A history of Maroubra Beach introduces the titular tribe of rough-and-tumble surfers with a level of context that is rapidly abandoned. This woe-begotten “inner-suburb,” a 19th-century melting pot that was slum-ridden by the 1930s, is overlooked by a prison and abutted by a sewage plant and a rifle range. But at least, as someone says, it’s by the beach, an antipodean fact of life that engendered successive maritime gangs and culminated with the Bra Boys.

Before riding waves and knocking heads, the hundred-strong Bra Boys incubated under the tireless care of a beloved den mother — actually, a grandmother — of the fatherless Abberton boys.

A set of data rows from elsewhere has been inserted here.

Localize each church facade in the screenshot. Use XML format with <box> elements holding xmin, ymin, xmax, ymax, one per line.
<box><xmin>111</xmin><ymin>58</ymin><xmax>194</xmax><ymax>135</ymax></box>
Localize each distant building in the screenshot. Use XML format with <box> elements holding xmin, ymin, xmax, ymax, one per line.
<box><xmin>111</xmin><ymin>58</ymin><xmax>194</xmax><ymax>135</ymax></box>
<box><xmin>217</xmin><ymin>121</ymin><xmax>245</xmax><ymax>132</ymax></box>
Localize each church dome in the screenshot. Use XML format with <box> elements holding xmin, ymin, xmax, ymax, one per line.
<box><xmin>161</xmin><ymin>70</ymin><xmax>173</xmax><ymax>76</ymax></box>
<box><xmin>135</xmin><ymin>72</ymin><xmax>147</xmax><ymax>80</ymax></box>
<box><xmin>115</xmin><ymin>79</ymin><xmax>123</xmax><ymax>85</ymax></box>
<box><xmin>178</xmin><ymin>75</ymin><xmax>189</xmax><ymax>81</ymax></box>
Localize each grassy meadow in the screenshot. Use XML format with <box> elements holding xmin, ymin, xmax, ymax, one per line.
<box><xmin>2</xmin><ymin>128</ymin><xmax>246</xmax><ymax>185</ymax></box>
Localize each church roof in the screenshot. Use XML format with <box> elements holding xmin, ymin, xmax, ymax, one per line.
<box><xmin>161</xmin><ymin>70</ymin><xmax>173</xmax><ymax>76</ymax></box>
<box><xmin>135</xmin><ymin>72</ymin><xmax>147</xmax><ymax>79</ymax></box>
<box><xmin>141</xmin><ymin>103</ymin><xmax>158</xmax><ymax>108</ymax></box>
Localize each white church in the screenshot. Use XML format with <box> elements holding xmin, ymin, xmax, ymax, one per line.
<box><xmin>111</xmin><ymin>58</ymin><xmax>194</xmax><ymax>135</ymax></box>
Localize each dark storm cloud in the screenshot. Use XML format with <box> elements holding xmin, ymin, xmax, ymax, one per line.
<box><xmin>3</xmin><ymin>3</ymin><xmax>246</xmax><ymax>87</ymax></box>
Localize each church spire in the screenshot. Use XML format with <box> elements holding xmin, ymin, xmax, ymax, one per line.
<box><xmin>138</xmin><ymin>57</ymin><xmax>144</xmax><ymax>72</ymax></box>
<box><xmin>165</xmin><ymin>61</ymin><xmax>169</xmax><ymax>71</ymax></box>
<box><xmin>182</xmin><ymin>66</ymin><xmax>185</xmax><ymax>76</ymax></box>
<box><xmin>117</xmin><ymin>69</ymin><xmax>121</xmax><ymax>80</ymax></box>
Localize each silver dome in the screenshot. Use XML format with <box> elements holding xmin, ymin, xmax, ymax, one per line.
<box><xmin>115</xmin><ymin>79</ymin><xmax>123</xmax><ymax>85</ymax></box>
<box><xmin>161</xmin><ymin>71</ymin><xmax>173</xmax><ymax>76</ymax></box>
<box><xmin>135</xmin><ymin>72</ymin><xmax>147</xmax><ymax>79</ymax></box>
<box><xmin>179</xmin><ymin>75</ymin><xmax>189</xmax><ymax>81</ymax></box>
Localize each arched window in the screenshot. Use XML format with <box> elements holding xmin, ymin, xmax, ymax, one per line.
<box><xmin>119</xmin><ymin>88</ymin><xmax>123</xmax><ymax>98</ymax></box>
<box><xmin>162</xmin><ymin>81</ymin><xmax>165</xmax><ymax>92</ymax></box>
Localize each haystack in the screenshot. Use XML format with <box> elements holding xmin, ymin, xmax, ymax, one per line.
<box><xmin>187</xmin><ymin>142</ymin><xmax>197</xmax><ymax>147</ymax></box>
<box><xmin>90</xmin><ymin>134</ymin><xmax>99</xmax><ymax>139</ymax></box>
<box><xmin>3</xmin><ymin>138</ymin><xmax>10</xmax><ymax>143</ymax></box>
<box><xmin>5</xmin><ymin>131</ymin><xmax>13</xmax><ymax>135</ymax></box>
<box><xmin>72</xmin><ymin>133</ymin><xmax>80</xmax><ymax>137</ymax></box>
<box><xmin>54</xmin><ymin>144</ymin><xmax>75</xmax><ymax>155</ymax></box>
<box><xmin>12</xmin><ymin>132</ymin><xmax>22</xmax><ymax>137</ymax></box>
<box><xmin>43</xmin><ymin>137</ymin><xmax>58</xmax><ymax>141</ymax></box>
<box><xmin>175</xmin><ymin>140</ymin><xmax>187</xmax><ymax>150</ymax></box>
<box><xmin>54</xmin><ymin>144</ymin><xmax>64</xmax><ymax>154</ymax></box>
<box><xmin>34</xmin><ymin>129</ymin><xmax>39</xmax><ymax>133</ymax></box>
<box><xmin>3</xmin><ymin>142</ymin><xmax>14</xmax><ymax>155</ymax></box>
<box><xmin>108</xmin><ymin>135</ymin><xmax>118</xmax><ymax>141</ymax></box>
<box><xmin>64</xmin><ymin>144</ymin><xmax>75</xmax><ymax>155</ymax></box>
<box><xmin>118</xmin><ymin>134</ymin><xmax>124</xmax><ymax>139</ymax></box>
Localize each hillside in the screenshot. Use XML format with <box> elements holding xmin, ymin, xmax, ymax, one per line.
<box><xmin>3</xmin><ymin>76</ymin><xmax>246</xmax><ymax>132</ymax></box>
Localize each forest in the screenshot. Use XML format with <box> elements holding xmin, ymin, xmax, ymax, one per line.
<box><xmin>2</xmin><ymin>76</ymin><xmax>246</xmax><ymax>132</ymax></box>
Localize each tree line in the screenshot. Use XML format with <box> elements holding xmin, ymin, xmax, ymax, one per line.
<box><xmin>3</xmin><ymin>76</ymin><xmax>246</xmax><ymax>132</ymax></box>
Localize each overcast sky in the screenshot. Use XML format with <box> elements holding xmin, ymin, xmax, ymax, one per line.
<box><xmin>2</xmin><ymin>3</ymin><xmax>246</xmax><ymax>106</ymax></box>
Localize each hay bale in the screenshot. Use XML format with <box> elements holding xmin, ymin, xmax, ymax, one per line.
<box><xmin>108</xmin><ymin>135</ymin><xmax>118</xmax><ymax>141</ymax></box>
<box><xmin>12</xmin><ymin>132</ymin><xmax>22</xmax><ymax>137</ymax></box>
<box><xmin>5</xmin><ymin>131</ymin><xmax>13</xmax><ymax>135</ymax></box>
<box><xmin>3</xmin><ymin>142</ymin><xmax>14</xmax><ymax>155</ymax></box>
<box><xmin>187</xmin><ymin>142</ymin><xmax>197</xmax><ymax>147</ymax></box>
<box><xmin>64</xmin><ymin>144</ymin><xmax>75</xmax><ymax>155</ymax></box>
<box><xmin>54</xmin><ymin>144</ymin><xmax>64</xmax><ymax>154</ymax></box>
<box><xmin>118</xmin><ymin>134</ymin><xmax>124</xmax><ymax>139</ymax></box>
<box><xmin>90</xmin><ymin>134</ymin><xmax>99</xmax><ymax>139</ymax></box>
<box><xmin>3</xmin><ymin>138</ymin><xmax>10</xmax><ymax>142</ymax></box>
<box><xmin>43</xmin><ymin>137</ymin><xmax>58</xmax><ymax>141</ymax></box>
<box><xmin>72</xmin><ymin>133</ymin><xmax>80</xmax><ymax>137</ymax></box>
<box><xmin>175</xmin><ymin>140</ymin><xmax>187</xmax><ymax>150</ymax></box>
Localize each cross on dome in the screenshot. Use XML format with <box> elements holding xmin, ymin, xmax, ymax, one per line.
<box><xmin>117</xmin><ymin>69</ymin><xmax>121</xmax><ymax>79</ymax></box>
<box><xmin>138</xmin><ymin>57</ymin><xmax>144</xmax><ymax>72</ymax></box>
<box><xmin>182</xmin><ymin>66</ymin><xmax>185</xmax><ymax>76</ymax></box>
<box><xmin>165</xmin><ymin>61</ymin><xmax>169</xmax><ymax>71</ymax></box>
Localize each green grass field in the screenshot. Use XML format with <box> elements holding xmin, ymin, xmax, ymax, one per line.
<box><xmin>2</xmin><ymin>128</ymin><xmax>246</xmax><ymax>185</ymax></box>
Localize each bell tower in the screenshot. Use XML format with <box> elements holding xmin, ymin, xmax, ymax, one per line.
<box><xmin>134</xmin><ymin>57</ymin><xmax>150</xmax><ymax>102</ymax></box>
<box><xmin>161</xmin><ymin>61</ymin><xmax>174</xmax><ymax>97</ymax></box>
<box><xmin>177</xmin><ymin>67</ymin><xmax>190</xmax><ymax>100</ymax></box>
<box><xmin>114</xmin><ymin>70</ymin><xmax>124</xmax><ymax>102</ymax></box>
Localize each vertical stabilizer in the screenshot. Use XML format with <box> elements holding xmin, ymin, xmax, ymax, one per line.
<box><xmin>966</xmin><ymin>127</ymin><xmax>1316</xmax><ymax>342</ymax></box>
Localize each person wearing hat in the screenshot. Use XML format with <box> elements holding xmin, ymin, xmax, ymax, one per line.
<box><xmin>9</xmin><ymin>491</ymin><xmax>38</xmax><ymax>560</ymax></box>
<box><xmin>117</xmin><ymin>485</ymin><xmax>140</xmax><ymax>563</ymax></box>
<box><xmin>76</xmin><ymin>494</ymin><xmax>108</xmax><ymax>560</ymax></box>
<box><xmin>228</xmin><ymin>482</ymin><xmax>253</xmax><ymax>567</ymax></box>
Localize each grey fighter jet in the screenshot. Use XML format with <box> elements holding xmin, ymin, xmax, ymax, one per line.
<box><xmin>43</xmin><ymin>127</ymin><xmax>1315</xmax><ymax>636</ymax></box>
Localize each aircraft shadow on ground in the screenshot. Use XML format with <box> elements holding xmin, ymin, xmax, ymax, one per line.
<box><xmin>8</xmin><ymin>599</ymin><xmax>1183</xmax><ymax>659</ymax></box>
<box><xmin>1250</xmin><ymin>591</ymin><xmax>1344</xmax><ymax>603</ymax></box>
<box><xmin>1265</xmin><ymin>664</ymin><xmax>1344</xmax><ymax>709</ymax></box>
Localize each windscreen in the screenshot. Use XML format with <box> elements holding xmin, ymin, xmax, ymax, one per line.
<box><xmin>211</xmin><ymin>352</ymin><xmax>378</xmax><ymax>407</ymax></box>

Community, loyalty, and (maybe the key word) fraternity are the movie’s refrains, and the Abbertons — three brothers who raised one another — seem to be the group’s core. The buff, bluff, shirtless Bra Boys have one another’s back at the worst of times, and the best. Koby Abberton, an internationally known and corporate-sponsored surfer, appears almost as a Bra spokesman.

But it’s the worst times that have stigmatized the Bra Boys, who here get special pleading as misunderstood brawlers. Though self-identifying with their seaborne sport, the Bra Boys have also fought off gang attacks since the ’90s and notoriously crashed an off-duty police Christmas party in 2002. In addition to footage of bloody, bare-fist beat-downs, we see some of the group’s “Jackass”- like antics, which the filmmakers balance with their mentorship of aspiring teenage surfers.

While this dual lifestyle, which is bewilderingly full of Aussie good cheer, could make a fascinating portrait, “Bra Boys” is not up to the complicated task, and is disappointingly willing to explain away almost anything. Then, halfway through, director Sunny Abberton abruptly drops the overview to feature thrash-metal-scored surf highlights and a murder trial implicating his brothers. This is the ethos in a nutshell: Extreme adversity requires extreme measures that make men capable of extreme sports.

Key details about the case on trial, which was considering brother Jai’s alleged murder of a neighborhood psycho, are absent, even as “Bra Boys” milks the expectation of a verdict for suspense and family honor. After Koby is charged as an accessory for refusing to supply information to the police, his globe-trotting surfathon, which occurs between trial dates, serves to pad out the film. For a stirring conclusion, the film plays up the gang’s peacekeeping in the aftermath of 2005 race riots that attracted muddled press coverage. Colorful historical detail (including a sneaky law requiring surfers to wear skirts) and mopup during the credits (a multiethnic roll call of beach denizens) hint at a better “Bra Boys.” And serviceable portraits of subcultures from someone deep within the scene are not impossible. The 2001 Southern Californian skatehead documentary “Dogtown and Z-Boys” was directed by pioneer skater Stacy Peralta, but was assembled well enough that few seemed to mind.

“Dogtown” also inspired a fiction drama (2003’s “Lords of Dogtown”), which may be the fate of “Bra Boys.” Russell Crowe, the star-on-low-power narrator for the documentary, has been reported as the director attached to its feature version (his debut in that role). Perhaps the remake will succeed where this curious mixture of bonhomie, brawling surfers, and on-message friendly-gang pamphleteering fails.